Now tell Express about it—and don't forget to add a root object with a db
property that resolves to a connection to your database.
Here's what a minimal, complete example might look like.
import { MongoClient } from "mongodb";
import expressGraphql from "express-graphql";
import resolvers from "./graphQL/resolver";
import schema from "./graphQL/schema";
import { makeExecutableSchema } from "graphql-tools";
import express from "express";
const app = express();
const dbPromise = MongoClient.connect("mongodb://localhost:27017/mongo-graphql-starter");
const root = {
db: dbPromise
};
const executableSchema = makeExecutableSchema({ typeDefs: schema, resolvers });
app.use(
"/graphql",
expressGraphql({
schema: executableSchema,
graphiql: true,
rootValue: root
})
);
app.listen(3000);
Now http://localhost:3000/graphql
should, assuming the database above exists, and has data, allow you to run queries.

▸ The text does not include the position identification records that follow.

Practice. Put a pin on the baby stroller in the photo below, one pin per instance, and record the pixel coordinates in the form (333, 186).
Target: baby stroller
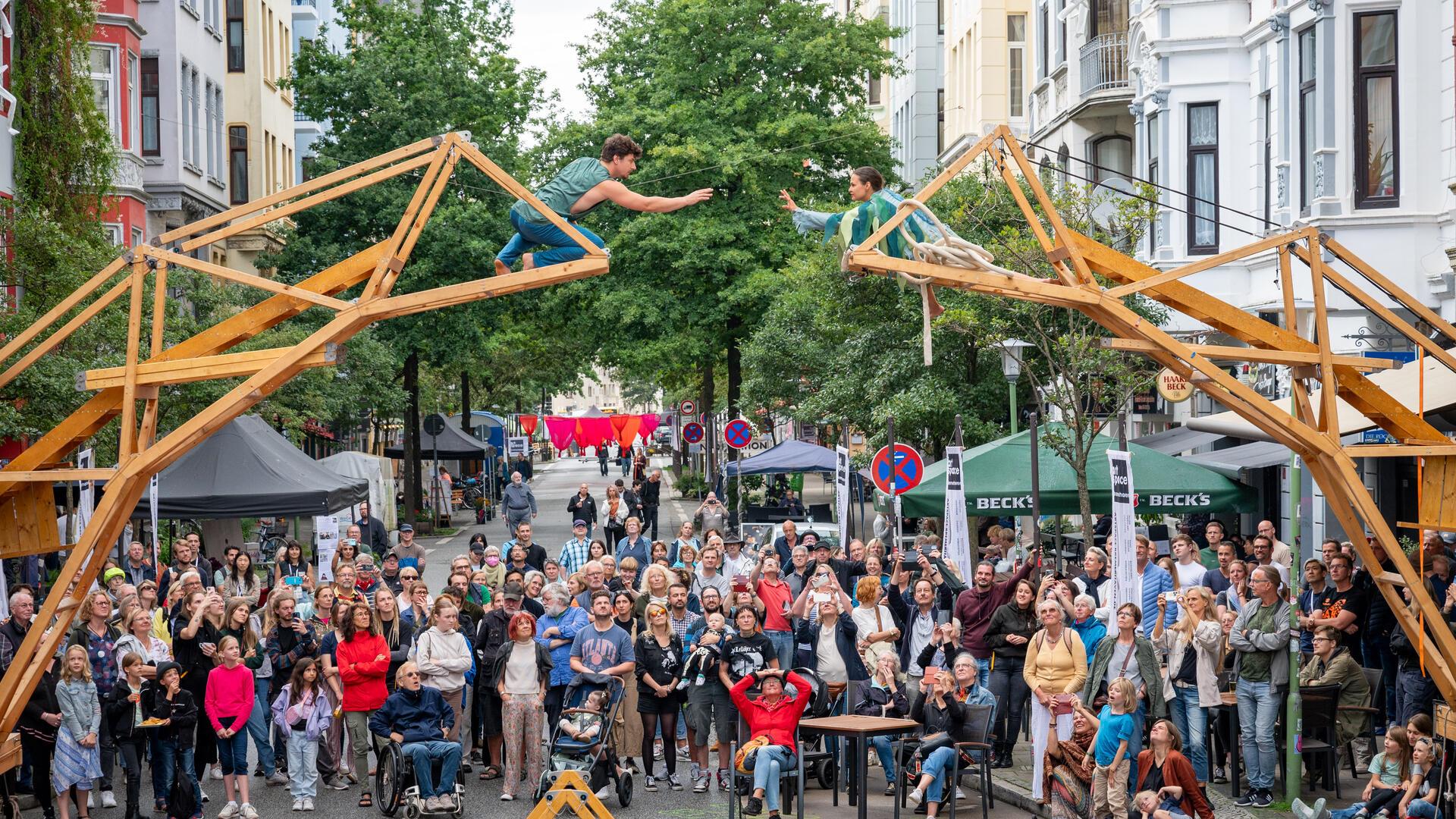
(596, 758)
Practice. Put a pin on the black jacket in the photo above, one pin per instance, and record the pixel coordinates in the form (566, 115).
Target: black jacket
(582, 507)
(181, 710)
(120, 713)
(1009, 620)
(503, 656)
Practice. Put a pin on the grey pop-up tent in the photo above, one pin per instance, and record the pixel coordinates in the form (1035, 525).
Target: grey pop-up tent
(248, 469)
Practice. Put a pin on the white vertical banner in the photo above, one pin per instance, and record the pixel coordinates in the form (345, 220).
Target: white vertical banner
(85, 460)
(156, 537)
(956, 539)
(327, 542)
(842, 494)
(1122, 547)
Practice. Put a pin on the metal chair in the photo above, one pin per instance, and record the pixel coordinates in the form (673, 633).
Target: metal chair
(979, 730)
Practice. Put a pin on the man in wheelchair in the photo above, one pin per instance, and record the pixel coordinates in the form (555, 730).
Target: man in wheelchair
(419, 719)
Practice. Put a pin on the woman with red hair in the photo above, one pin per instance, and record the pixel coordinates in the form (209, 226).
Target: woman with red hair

Here are the valid types you can import from mongo-graphql-starter
import { dataTypes } from "mongo-graphql-starter";
const {
MongoIdType,
MongoIdArrayType,
StringType,
StringArrayType,
BoolType,
IntType,
IntArrayType,
FloatType,
FloatArrayType,
DateType,
arrayOf,
objectOf,
formattedDate,
typeLiteral
} = dataTypes;
Type | Description |
---|---|
MongoIdType |
Will create your field as a string, and will return whatever Mongo uid that was created. Any filters using this id will wrap the string in Mongo's ObjectId function. |
MongoIdArrayType |
An array of mongo ids |
BoolType |
Self explanatory |
StringType |
Self explanatory |
StringArrayType |
An array of strings |
IntType |
Self explanatory |
IntArrayType |
An array of integers |
FloatType |
Self explanatory |
FloatArrayType |
An array of floating point numbers |
DateType |
Will create your field as a string, but any filters against this field will convert the string arguments you send into a proper date object, before passing to Mongo. Moreoever, querying this date will by default format it as MM/DD/YYYY . To override this, use formattedDate . |
formattedDate |
Function: Pass it an object with a format property to create a date field with that (Mongo) format. For example, createdOnYearOnly: formattedDate({ format: "%Y" }) |
objectOf |
Function: Pass it a type you've created to specify a single object of that type |
arrayOf |
Function: Pass it a type you've created to specify an array of that type |
typeLiteral |
Function: pass it an arbitrary string to specify a field of that GraphQL type. The field will be available in queries, but no filters will be created, though of course you can add your own to the generated code. |
Feel free to have your types reference each other. For example, the following will generate a perfectly valid schema.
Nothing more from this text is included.